In four spacetime dimensions, N = 8 supergravity is the most symmetric quantum field theory which involves gravity and a finite number of fields. It can be found from a dimensional reduction of 11D supergravity by making the size of seven of the dimensions go to zero. It has eight supersymmetries, which is the most any gravitational theory can have, since there are eight half-steps between spin 2 and spin −2. (The spin 2 graviton is the particle with the highest spin in this theory.) More supersymmetries would mean the particles would have superpartners with spins higher than 2. The only theories with spins higher than 2 which are consistent involve an infinite number of particles (such as String Theory and Higher-Spin Theories). Stephen Hawking in his Brief History of Time speculated that this theory could be the Theory of Everything. However, in later years this was abandoned in favour of string theory. There has been renewed interest in the 21st century, with the possibility that this theory may be finite.

Calculations
It has been found recently that the expansion of N = 8 supergravity in terms of Feynman diagrams has shown that N = 8 supergravity is in some ways  a product of two N = 4 super Yang–Mills theories. This is written schematically as:

 N = 8 supergravity = (N = 4 super Yang–Mills) × (N = 4 super Yang–Mills)

This is not surprising, as N = 8 supergravity contains six independent representations of N = 4 super Yang–Mills.

Particle content
The theory contains 1 graviton (spin 2), 8 gravitinos (spin 3/2), 28 vector bosons (spin 1), 56 fermions (spin 1/2), 70 scalar fields (spin 0) where we don't distinguish particles with negative spin. These numbers are simple combinatorial numbers that come from Pascal's Triangle and also the number of ways of writing n as a sum of 8 nonnegative cubes A173681.

One reason why the theory was abandoned was that the 28 vector bosons which form an O(8) gauge group is too small to contain the standard model U(1) x SU(2) x SU(3) gauge group, which can only fit within the orthogonal group O(10).

For model building, it has been assumed that almost all the supersymmetries would be broken in nature, leaving just one supersymmetry (N = 1), although nowadays because of the lack of evidence for N = 1 supersymmetry higher supersymmetries are now being considered such as N = 2.

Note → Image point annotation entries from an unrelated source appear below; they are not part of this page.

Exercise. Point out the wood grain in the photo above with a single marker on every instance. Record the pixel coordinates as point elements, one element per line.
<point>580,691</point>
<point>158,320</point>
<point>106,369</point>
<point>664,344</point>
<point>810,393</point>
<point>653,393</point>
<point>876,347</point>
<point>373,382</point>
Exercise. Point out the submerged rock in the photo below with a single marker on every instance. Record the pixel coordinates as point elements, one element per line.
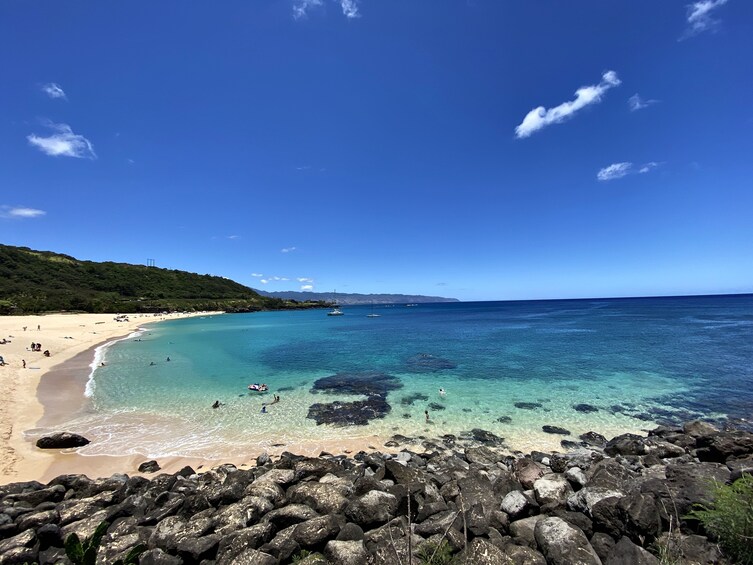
<point>528,405</point>
<point>428,363</point>
<point>555,430</point>
<point>61,440</point>
<point>369,383</point>
<point>411,399</point>
<point>585,408</point>
<point>356,413</point>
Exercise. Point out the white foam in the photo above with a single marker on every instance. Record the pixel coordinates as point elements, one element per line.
<point>100,354</point>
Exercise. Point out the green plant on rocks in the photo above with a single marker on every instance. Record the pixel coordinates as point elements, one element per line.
<point>730,518</point>
<point>85,552</point>
<point>436,553</point>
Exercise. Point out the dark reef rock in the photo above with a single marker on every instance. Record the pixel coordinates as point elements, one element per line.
<point>528,405</point>
<point>428,363</point>
<point>555,430</point>
<point>368,384</point>
<point>149,467</point>
<point>356,413</point>
<point>483,437</point>
<point>592,438</point>
<point>490,506</point>
<point>411,399</point>
<point>374,386</point>
<point>61,440</point>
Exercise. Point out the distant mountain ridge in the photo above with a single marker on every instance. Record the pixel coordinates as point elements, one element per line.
<point>40,281</point>
<point>352,298</point>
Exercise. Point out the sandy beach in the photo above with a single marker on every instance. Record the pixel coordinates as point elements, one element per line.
<point>69,338</point>
<point>48,389</point>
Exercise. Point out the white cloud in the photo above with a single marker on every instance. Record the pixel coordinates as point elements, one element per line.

Connection with superstring theory
N = 8 supergravity can be viewed as the low-energy approximation of the type IIA or type IIB superstring with 6 of its dimensions compactified on a 6-torus. Equivalently, it may also be viewed as 11D M-theory with seven of its dimensions compactified on a 7-torus.

Global symmetries
Some surprising global symmetries have been found in this theory. For example, it has been shown that there is an E7 global symmetry but in order for the theory to be finite it is thought that there may be other symmetries not yet found.